In 2010, President Barack Obama announced the National Export Initiative, a plan to double the United State’s exports within five years. Shortly thereafter, Governor Martin O’Malley created the Maryland Export Initiative, which also seeks dramatic growth in exports.

Several federal and state programs are now working toward those goals. The Baltimore U.S. Export Assistance Center, through the International Trade Administration, the U.S. Department of Commerce and the U.S. Small Business Administration, works to provide help to business seeking international customers. Through Maryland DBED, businesses have access to the ExportMD Award, which offers up to $10,000 in reimbursement for expenses associated with an international marketing initiative.

Maryland’s Pathfinder Program also subsidizes costs to help send companies to international trade shows, including this year’s Paris Air Show. Signe Pringle, program director of the Office of International Investment and Trade, has worked to recruit companies for the Paris Air Show’s prestigious annual event in June, and she says enthusiasm is growing.

“We’ve seen a big interest from Maryland companies, especially defense companies. They’re trying to diversify their business, and in this economy, you have to,” she said. “We want to make sure they know they’re not in this by themselves. There are so many resources available.”

State and federal programs also sponsor organizations that promote exports, including the Maryland/DC District Export Council and the World Trade Center Institute.
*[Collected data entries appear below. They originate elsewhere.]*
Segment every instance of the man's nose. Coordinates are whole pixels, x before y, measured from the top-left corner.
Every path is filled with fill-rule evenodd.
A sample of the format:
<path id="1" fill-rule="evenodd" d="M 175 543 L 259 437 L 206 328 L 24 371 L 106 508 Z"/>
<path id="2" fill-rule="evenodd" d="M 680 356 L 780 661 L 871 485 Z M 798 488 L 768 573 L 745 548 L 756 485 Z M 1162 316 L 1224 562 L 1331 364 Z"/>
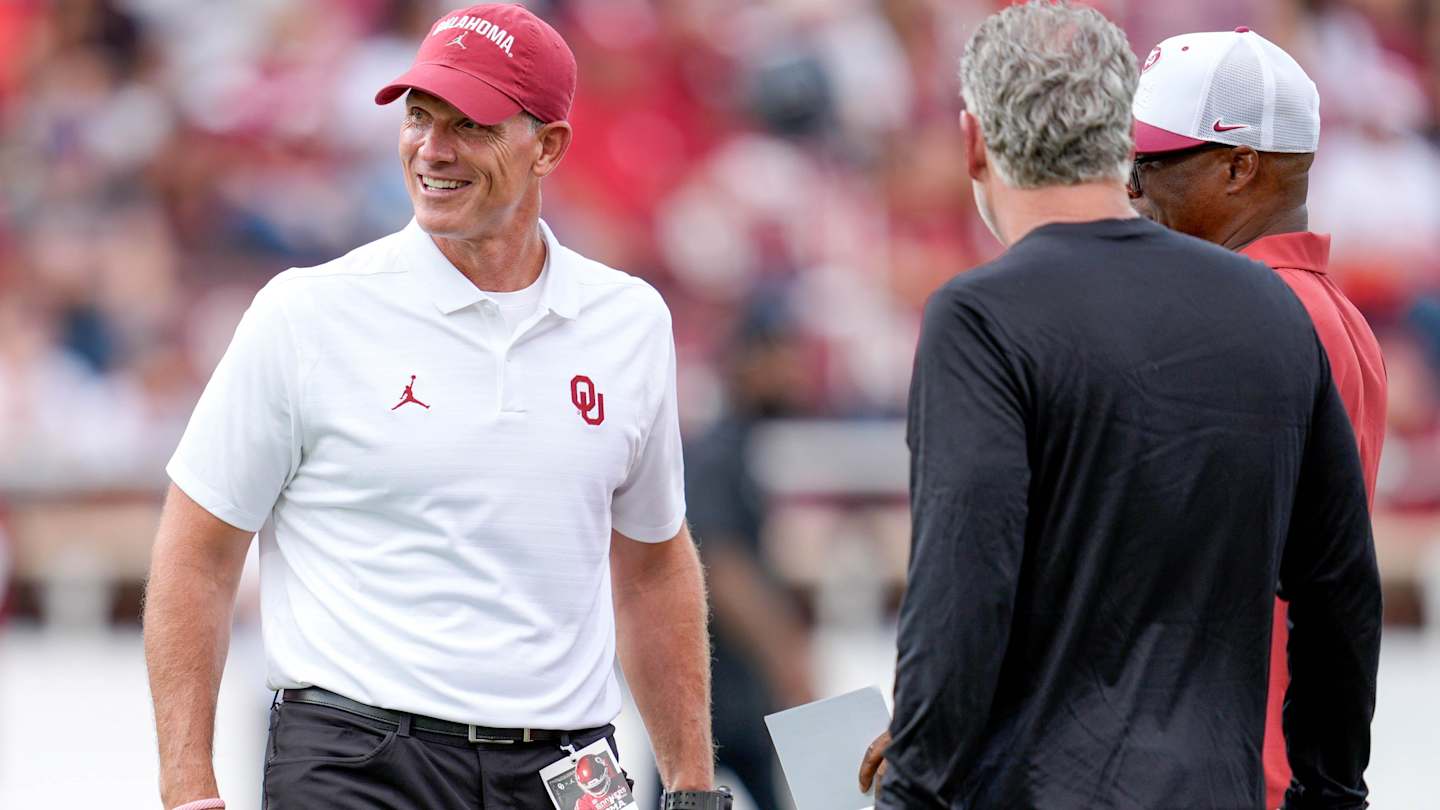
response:
<path id="1" fill-rule="evenodd" d="M 453 163 L 455 162 L 455 144 L 439 127 L 431 127 L 429 132 L 420 141 L 420 149 L 415 156 L 426 163 Z"/>

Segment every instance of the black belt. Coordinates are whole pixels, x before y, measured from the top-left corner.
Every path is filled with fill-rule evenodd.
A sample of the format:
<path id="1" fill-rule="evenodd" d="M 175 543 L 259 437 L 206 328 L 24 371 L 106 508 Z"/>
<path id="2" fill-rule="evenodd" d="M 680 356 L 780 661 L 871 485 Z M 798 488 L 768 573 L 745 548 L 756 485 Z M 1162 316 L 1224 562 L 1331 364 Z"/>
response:
<path id="1" fill-rule="evenodd" d="M 368 717 L 371 720 L 378 720 L 394 726 L 401 725 L 401 721 L 408 716 L 410 718 L 411 728 L 418 728 L 422 731 L 433 731 L 436 734 L 451 734 L 456 737 L 464 737 L 473 743 L 510 745 L 512 743 L 562 741 L 571 736 L 571 732 L 568 731 L 549 731 L 536 728 L 491 728 L 490 726 L 475 726 L 465 723 L 455 723 L 450 720 L 440 720 L 435 717 L 426 717 L 423 714 L 396 712 L 370 706 L 358 700 L 351 700 L 344 695 L 337 695 L 329 689 L 321 689 L 318 686 L 310 686 L 304 689 L 286 689 L 280 694 L 281 700 L 285 703 L 313 703 L 317 706 L 329 706 L 332 709 L 358 714 L 361 717 Z"/>

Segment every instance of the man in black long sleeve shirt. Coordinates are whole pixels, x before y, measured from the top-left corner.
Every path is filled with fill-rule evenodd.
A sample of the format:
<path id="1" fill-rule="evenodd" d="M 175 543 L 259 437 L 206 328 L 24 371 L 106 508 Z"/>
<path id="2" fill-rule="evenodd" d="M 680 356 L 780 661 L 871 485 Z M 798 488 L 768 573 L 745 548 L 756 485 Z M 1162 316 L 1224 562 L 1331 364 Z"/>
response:
<path id="1" fill-rule="evenodd" d="M 1277 583 L 1303 806 L 1364 807 L 1379 580 L 1355 442 L 1308 315 L 1263 266 L 1127 218 L 1121 176 L 1082 167 L 1064 182 L 1065 166 L 1037 159 L 1047 137 L 1073 154 L 1087 135 L 1007 139 L 996 111 L 1067 90 L 1090 108 L 1124 96 L 1125 132 L 1125 85 L 1104 79 L 1113 61 L 1133 93 L 1133 56 L 1107 27 L 1012 7 L 962 63 L 982 84 L 987 58 L 1014 65 L 1017 48 L 1041 73 L 1077 59 L 1074 86 L 1043 97 L 966 88 L 971 174 L 1010 249 L 925 312 L 879 807 L 1262 807 Z M 1113 144 L 1094 148 L 1115 165 Z"/>

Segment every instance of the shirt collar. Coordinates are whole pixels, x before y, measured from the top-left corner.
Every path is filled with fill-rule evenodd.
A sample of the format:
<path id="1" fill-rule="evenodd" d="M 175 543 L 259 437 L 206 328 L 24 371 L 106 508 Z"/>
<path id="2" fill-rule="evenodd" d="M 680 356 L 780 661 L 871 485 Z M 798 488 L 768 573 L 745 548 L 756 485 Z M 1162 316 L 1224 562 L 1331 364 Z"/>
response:
<path id="1" fill-rule="evenodd" d="M 573 319 L 580 313 L 580 291 L 570 266 L 573 259 L 555 240 L 555 234 L 544 220 L 540 220 L 540 233 L 545 238 L 545 268 L 541 273 L 547 276 L 540 293 L 540 306 L 562 318 Z M 445 258 L 419 222 L 411 219 L 400 234 L 408 269 L 440 312 L 450 315 L 489 297 Z"/>
<path id="2" fill-rule="evenodd" d="M 540 233 L 545 237 L 545 266 L 550 278 L 545 281 L 545 290 L 540 293 L 540 306 L 566 320 L 574 320 L 580 314 L 580 284 L 575 279 L 575 261 L 555 238 L 554 232 L 545 220 L 540 220 Z"/>
<path id="3" fill-rule="evenodd" d="M 1256 239 L 1240 252 L 1269 267 L 1289 267 L 1323 275 L 1330 263 L 1330 234 L 1277 233 Z"/>

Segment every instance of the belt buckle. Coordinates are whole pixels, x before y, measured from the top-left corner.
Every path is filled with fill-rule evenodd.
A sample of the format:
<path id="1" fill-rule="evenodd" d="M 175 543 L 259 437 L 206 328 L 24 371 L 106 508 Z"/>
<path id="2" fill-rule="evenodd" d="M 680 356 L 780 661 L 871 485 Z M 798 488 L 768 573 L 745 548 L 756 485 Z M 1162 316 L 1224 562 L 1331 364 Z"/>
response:
<path id="1" fill-rule="evenodd" d="M 470 733 L 469 733 L 469 735 L 468 735 L 468 739 L 469 739 L 470 742 L 472 742 L 472 743 L 490 743 L 490 744 L 494 744 L 494 745 L 514 745 L 514 744 L 515 744 L 515 741 L 514 741 L 514 740 L 507 740 L 507 739 L 505 739 L 505 738 L 503 738 L 503 737 L 481 737 L 480 735 L 478 735 L 478 734 L 475 733 L 475 729 L 477 728 L 477 726 L 475 726 L 475 725 L 473 725 L 473 724 L 467 726 L 467 728 L 468 728 L 469 731 L 470 731 Z M 530 729 L 528 729 L 528 728 L 525 729 L 525 742 L 530 742 Z"/>

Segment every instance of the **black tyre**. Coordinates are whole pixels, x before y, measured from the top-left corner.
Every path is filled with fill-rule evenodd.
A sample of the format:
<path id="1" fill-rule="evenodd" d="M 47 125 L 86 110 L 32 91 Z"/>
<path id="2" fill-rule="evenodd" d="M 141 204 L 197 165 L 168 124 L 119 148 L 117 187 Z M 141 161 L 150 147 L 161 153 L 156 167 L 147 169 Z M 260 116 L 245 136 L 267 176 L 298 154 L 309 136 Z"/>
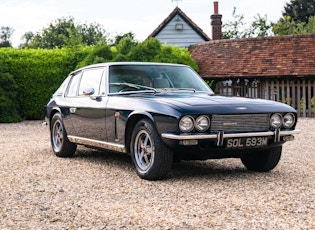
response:
<path id="1" fill-rule="evenodd" d="M 132 133 L 130 152 L 138 176 L 164 179 L 172 167 L 173 152 L 161 140 L 149 119 L 140 120 Z"/>
<path id="2" fill-rule="evenodd" d="M 56 113 L 51 119 L 50 140 L 56 156 L 71 157 L 74 155 L 77 146 L 68 140 L 60 113 Z"/>
<path id="3" fill-rule="evenodd" d="M 242 163 L 248 170 L 268 172 L 274 169 L 280 161 L 282 146 L 264 151 L 245 154 L 241 157 Z"/>

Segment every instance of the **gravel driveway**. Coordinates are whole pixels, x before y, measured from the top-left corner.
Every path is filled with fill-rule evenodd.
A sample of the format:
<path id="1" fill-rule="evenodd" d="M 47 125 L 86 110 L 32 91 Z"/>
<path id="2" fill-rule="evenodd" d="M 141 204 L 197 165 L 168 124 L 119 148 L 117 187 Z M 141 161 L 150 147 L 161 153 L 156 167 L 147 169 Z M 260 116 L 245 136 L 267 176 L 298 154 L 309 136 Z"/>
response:
<path id="1" fill-rule="evenodd" d="M 315 229 L 315 119 L 298 128 L 269 173 L 208 160 L 150 182 L 126 155 L 55 157 L 41 121 L 0 124 L 0 229 Z"/>

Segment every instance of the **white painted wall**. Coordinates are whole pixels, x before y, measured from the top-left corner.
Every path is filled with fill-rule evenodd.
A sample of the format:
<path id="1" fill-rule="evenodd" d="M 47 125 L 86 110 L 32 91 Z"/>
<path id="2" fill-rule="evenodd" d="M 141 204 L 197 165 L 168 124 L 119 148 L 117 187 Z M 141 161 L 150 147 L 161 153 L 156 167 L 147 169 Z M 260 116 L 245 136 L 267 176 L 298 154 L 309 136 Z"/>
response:
<path id="1" fill-rule="evenodd" d="M 183 24 L 183 30 L 175 29 L 177 23 Z M 181 48 L 204 42 L 204 39 L 179 15 L 176 15 L 155 37 L 161 41 L 161 43 L 167 43 L 167 45 L 170 46 L 177 45 Z"/>

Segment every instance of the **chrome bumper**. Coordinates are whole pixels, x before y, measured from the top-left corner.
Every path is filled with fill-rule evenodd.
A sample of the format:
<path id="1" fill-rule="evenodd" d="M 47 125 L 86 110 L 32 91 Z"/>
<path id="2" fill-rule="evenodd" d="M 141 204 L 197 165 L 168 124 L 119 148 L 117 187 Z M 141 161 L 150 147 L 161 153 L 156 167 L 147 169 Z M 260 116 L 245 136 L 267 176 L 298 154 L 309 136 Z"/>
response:
<path id="1" fill-rule="evenodd" d="M 291 136 L 293 134 L 299 134 L 301 130 L 295 129 L 290 131 L 280 131 L 279 129 L 275 131 L 268 132 L 255 132 L 255 133 L 224 133 L 223 131 L 218 131 L 215 134 L 174 134 L 174 133 L 162 133 L 162 137 L 171 140 L 185 141 L 185 140 L 207 140 L 216 139 L 217 146 L 222 146 L 223 141 L 228 138 L 242 138 L 242 137 L 273 137 L 275 142 L 280 141 L 280 137 Z M 288 139 L 290 140 L 290 139 Z"/>

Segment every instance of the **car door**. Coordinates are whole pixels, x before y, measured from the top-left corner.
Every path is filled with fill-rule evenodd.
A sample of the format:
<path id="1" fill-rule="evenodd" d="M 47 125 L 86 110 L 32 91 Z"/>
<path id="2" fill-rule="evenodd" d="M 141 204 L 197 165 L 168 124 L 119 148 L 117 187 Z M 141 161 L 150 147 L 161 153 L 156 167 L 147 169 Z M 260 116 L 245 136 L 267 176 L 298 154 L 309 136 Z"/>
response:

Maryland DBED on May 21 sponsored the Maryland/DC DEC’s first-ever Celebration of Trade. Featuring dozens of industry and governmental experts, the day-long conference showcased Maryland’s unique advantages, including the Port of Baltimore and Baltimore Washington International Airport.

GOT MILK?—MD HAS PLENTY

  • Milk is the official state beverage of Maryland. There are 496 dairy farms registered with the Maryland Department of Health and Mental Hygiene, all of which are approved to sell milk.
  • Maryland dairy farmers supply about 114 million gallons of milk to grocery stores through dairy cooperatives. As Maryland’s third-largest agricultural commodity, milk and dairy products accounted for $188 million in farm receipts in 2012.
  • Maryland’s Best Ice Cream Trail officially opened this month. Eight dairy farms (including Keyes Creamery in Aberdeen; Broom’s Bloom Dairy in Harford County; Chesapeake Bay Farms in Worcester County; and South Mountain Creamery in Frederick County) that operate creameries make up the trail, which stretches over 290 miles from Ocean City on the coast to Washington County in the western part of the state.